Kritisch realisme = post-positivistische wetenschapstheorie die stelt dat de conceptualisatie
van de realiteit door een sociale wetenschapper een manier is om de realiteit te kennen, niet
een reflectie van de realiteit (in tegenstelling tot het positivisme) Grondlegger kritisch
realisme: Bhaskar “Realist Theory of Science” (1975) (gelijkenissen: natuurwetenschappelijke
methoden & HET BESTAAN VE EXTERNE REALITEIT); geen keuze tss inductie of deductie
(Empirisch/naïf ) realisme= bijna perfecte correspondentie tussen realiteit en de term om de
realiteit te beschrijven (nogal oppervlakkig dus)

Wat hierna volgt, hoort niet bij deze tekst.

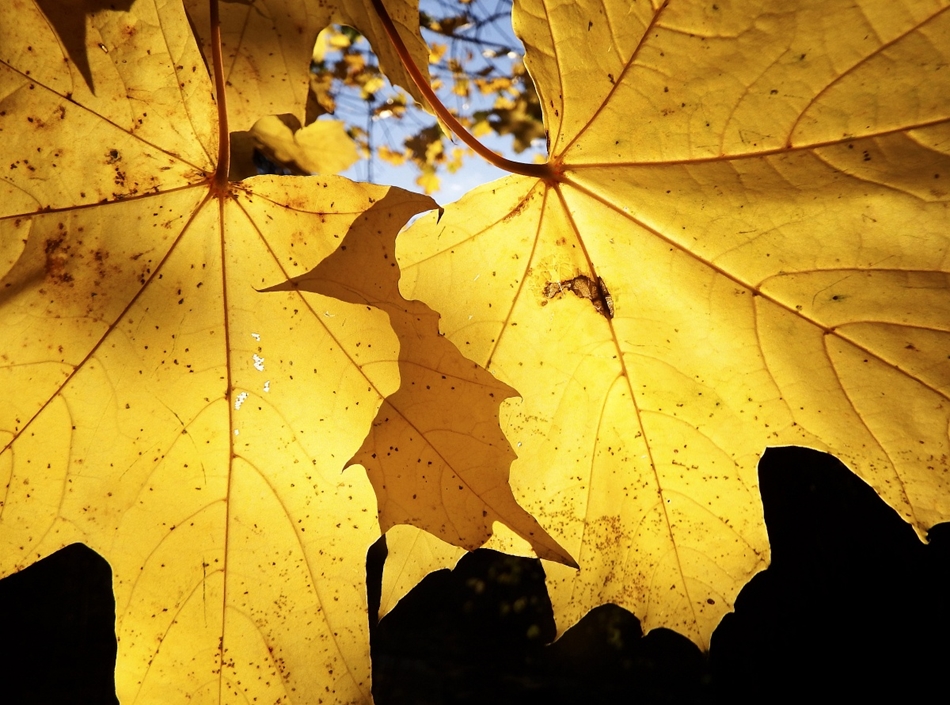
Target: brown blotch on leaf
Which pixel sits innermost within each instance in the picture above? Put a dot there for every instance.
(56, 257)
(586, 288)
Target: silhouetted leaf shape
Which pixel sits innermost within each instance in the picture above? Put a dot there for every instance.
(159, 409)
(268, 45)
(436, 455)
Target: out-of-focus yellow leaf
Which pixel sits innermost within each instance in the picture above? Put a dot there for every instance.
(429, 181)
(746, 246)
(268, 45)
(159, 408)
(435, 455)
(319, 148)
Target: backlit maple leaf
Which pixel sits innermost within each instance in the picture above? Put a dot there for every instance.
(742, 242)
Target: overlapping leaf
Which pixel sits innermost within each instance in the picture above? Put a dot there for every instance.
(435, 455)
(745, 246)
(157, 407)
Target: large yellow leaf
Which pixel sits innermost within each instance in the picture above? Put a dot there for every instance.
(156, 406)
(742, 243)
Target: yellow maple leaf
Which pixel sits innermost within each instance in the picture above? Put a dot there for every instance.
(322, 147)
(157, 407)
(740, 242)
(267, 46)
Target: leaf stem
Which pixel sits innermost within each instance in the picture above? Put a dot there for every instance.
(224, 135)
(542, 171)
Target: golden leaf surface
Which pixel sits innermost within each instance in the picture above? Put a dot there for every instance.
(745, 245)
(268, 44)
(157, 407)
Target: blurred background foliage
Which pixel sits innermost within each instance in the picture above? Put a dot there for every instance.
(361, 125)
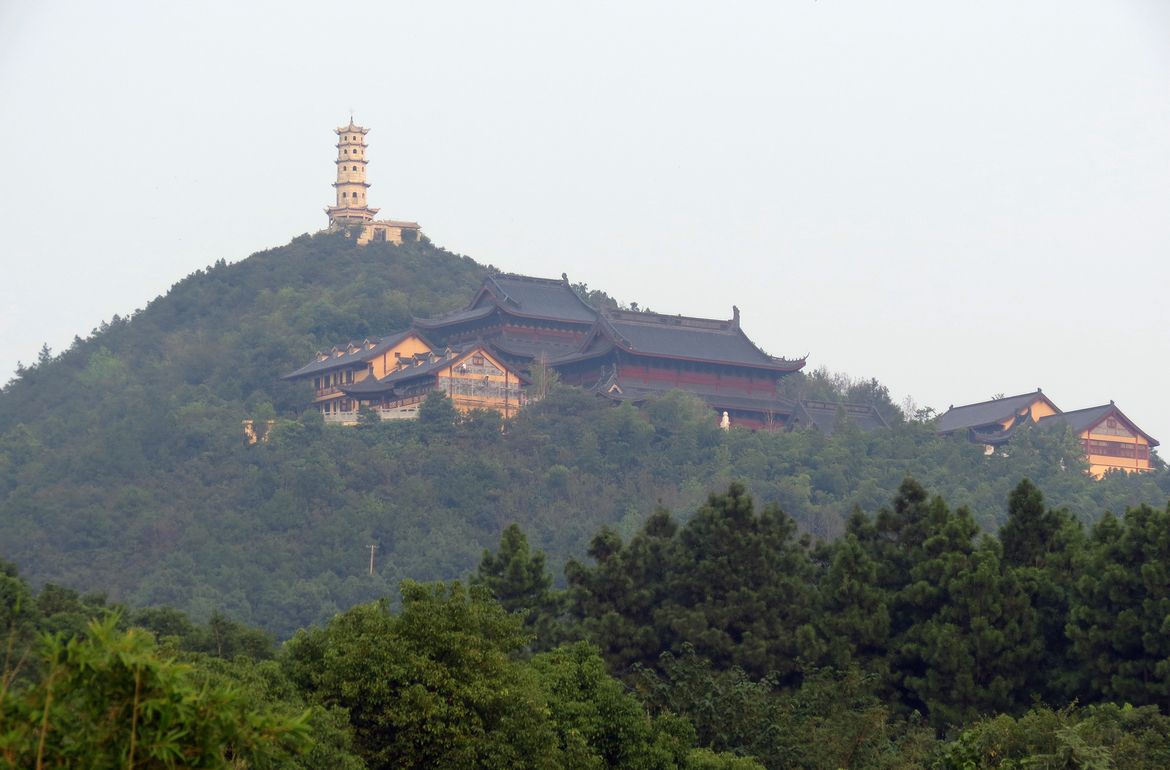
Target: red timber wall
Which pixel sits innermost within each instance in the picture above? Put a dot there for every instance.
(715, 378)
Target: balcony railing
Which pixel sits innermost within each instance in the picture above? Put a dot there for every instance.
(410, 412)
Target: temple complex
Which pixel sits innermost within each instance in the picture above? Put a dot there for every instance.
(1108, 438)
(352, 211)
(634, 356)
(482, 357)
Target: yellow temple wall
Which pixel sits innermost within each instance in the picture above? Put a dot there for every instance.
(1099, 463)
(387, 362)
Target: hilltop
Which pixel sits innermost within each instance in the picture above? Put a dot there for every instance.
(123, 466)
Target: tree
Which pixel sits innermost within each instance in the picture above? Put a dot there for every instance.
(433, 686)
(518, 581)
(108, 700)
(438, 416)
(1117, 620)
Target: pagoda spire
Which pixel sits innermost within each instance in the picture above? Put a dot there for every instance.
(351, 184)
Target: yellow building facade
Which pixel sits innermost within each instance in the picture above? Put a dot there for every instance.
(331, 371)
(1109, 439)
(472, 377)
(351, 212)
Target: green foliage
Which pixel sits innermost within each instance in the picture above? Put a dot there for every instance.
(108, 700)
(733, 582)
(1120, 614)
(1100, 737)
(144, 486)
(518, 581)
(433, 686)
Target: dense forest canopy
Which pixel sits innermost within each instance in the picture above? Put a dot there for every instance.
(123, 466)
(724, 641)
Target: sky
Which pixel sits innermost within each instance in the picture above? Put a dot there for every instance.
(959, 199)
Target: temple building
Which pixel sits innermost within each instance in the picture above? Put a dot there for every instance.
(633, 356)
(482, 356)
(992, 423)
(353, 363)
(1109, 439)
(352, 210)
(828, 417)
(472, 377)
(523, 317)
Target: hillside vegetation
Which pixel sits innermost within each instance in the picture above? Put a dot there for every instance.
(123, 466)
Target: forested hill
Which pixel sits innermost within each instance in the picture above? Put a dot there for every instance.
(123, 467)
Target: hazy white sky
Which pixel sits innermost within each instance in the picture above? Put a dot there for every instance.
(957, 198)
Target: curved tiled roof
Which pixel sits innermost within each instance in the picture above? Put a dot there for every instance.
(997, 410)
(690, 338)
(1081, 420)
(524, 296)
(363, 353)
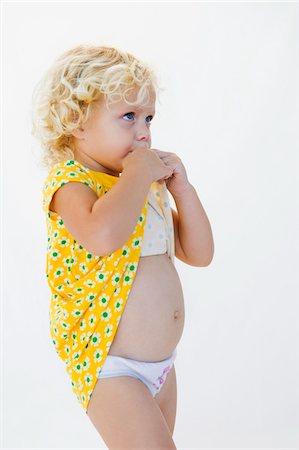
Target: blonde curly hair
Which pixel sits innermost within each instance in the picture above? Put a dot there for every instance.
(63, 98)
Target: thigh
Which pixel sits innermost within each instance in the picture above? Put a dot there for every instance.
(167, 399)
(126, 415)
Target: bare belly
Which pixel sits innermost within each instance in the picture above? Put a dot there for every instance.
(152, 322)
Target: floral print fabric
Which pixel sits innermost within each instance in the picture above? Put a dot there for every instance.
(88, 292)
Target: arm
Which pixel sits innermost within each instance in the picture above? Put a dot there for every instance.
(193, 235)
(121, 206)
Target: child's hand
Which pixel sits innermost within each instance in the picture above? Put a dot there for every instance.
(178, 181)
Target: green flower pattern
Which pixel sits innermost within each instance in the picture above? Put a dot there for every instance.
(88, 292)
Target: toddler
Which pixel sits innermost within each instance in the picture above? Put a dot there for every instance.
(116, 310)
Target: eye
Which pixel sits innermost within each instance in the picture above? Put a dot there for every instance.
(130, 113)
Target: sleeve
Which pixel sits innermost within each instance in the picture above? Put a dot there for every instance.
(61, 174)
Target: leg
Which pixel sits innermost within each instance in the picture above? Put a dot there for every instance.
(167, 399)
(126, 415)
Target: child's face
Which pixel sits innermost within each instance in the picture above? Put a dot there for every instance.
(107, 136)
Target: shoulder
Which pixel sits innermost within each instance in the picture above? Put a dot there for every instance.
(63, 173)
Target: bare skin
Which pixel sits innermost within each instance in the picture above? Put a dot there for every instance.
(122, 409)
(119, 402)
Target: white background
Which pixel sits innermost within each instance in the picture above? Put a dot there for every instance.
(228, 109)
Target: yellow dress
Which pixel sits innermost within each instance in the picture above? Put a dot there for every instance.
(88, 292)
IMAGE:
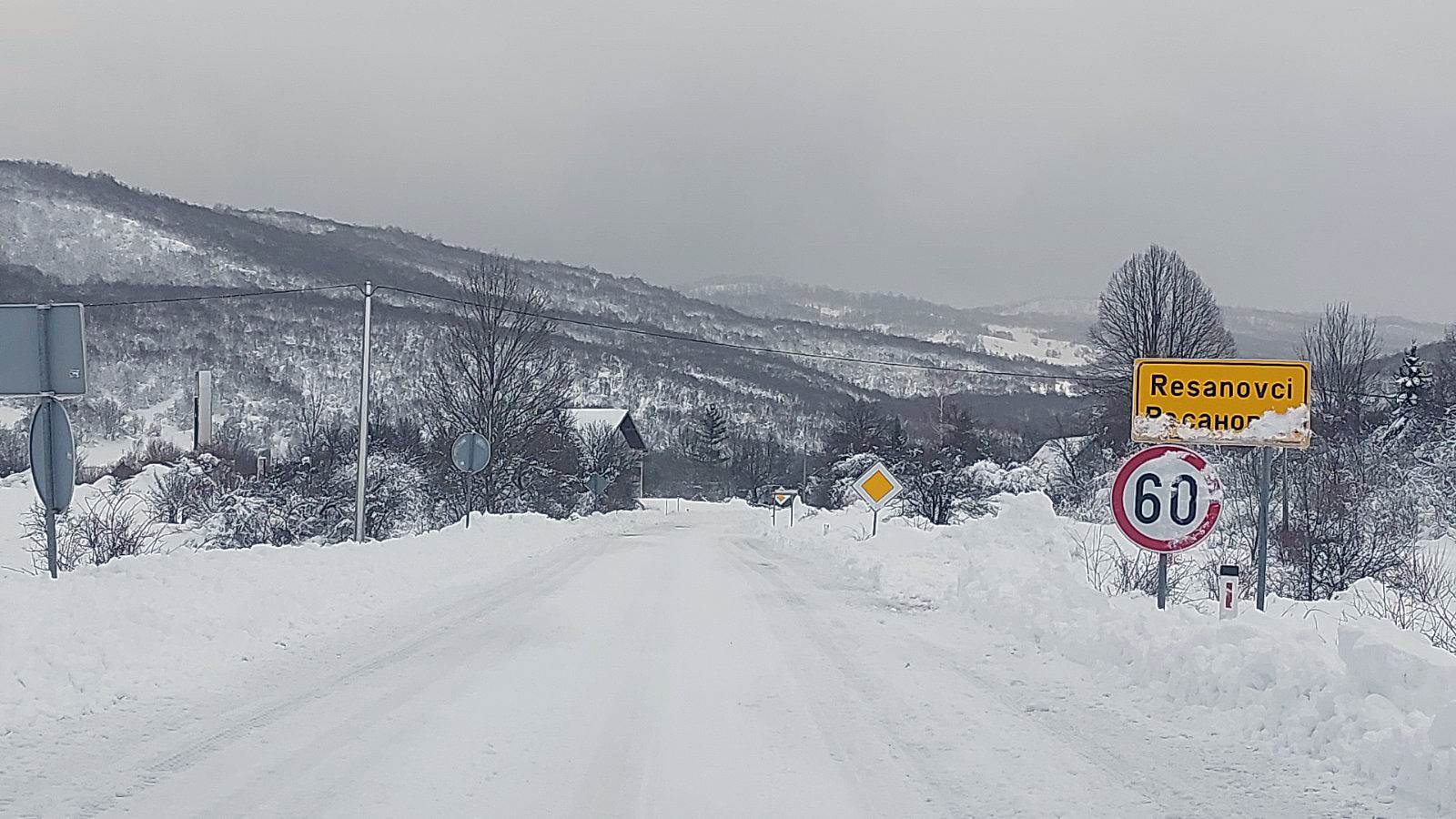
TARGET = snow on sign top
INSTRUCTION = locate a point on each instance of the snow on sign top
(1167, 499)
(878, 487)
(1220, 402)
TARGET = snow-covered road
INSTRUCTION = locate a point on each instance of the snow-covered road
(677, 666)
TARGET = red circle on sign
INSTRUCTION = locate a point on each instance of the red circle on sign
(1128, 526)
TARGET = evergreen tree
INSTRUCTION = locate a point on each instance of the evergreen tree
(1412, 383)
(710, 442)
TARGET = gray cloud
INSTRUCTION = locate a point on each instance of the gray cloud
(968, 152)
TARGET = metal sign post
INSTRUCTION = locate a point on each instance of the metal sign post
(1266, 462)
(53, 467)
(57, 332)
(1225, 402)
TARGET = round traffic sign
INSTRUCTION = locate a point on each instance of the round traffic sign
(470, 452)
(1167, 499)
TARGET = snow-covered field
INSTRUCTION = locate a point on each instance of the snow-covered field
(699, 663)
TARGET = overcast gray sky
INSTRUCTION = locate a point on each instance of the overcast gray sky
(1295, 152)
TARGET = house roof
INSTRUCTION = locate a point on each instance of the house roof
(592, 417)
(619, 420)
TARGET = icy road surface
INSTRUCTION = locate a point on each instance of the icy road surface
(681, 666)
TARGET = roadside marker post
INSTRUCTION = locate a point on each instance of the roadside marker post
(1227, 402)
(1228, 591)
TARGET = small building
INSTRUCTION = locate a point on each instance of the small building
(619, 420)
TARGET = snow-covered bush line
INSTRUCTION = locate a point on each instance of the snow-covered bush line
(155, 625)
(1315, 678)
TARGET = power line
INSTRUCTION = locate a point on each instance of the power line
(644, 332)
(247, 295)
(750, 347)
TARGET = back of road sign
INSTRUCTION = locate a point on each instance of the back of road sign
(470, 453)
(53, 457)
(31, 331)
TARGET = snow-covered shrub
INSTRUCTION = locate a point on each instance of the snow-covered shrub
(191, 490)
(397, 496)
(15, 452)
(106, 526)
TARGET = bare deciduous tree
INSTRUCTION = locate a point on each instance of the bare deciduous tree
(497, 372)
(1341, 349)
(1155, 307)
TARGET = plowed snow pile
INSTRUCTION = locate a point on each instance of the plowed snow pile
(1314, 680)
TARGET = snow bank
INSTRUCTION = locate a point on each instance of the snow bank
(152, 625)
(1314, 680)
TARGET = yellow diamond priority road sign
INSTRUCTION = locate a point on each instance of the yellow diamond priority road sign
(1220, 402)
(878, 487)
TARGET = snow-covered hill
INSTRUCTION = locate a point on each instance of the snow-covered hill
(1052, 329)
(65, 237)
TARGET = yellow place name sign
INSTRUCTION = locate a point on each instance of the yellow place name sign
(1222, 402)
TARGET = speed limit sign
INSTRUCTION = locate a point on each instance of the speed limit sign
(1167, 499)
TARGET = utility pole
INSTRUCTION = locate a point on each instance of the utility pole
(364, 388)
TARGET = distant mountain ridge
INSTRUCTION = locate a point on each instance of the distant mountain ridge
(87, 237)
(1050, 325)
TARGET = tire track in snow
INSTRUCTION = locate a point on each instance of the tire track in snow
(766, 566)
(443, 622)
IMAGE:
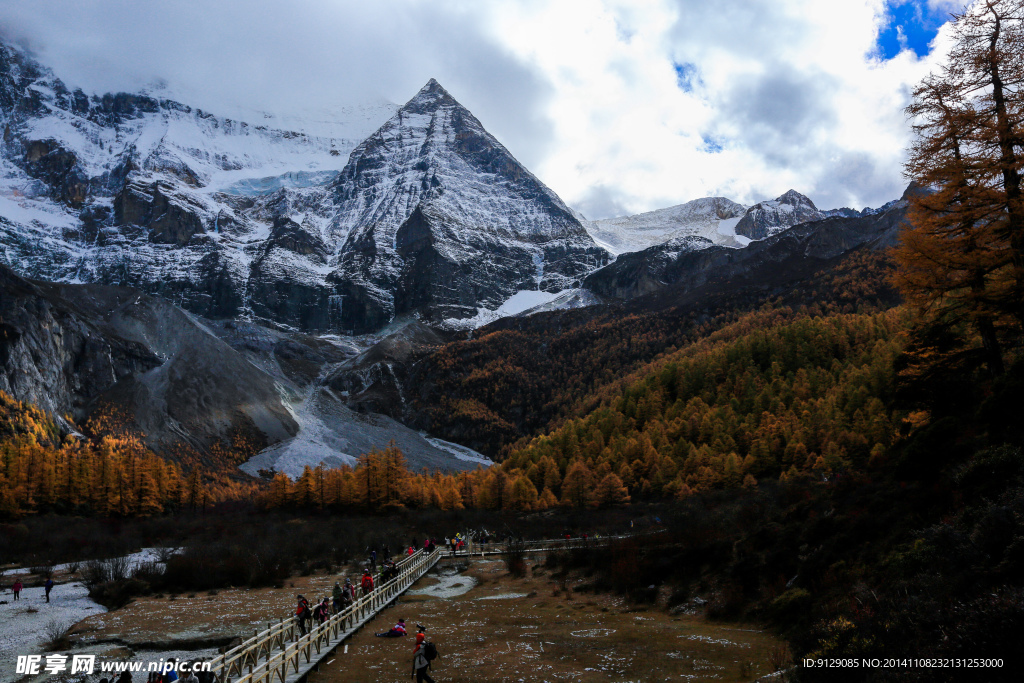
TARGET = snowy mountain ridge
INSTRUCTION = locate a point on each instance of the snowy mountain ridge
(231, 219)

Interpretivisme: onderzoeksstrategie die nodig is om de verschillen tussen mensen en de
objecten van de natuurwetenschappen respecteert en stelt dat sociale wetenschappers de
subjectieve betekenis van sociaal handelen moeten bestuderen. De nadruk ligt op het
begrijpen(Verstehen) van sociaal gedrag i.p.v. verklaren van sociaal gedrag (~positivisme)
Centraal staan de betekenissen die mensen zelf geven aan hun sociaal handelen.
Verschillende betekenisgevingen grijpen plaats (respondent, onderzoekers, literatuur)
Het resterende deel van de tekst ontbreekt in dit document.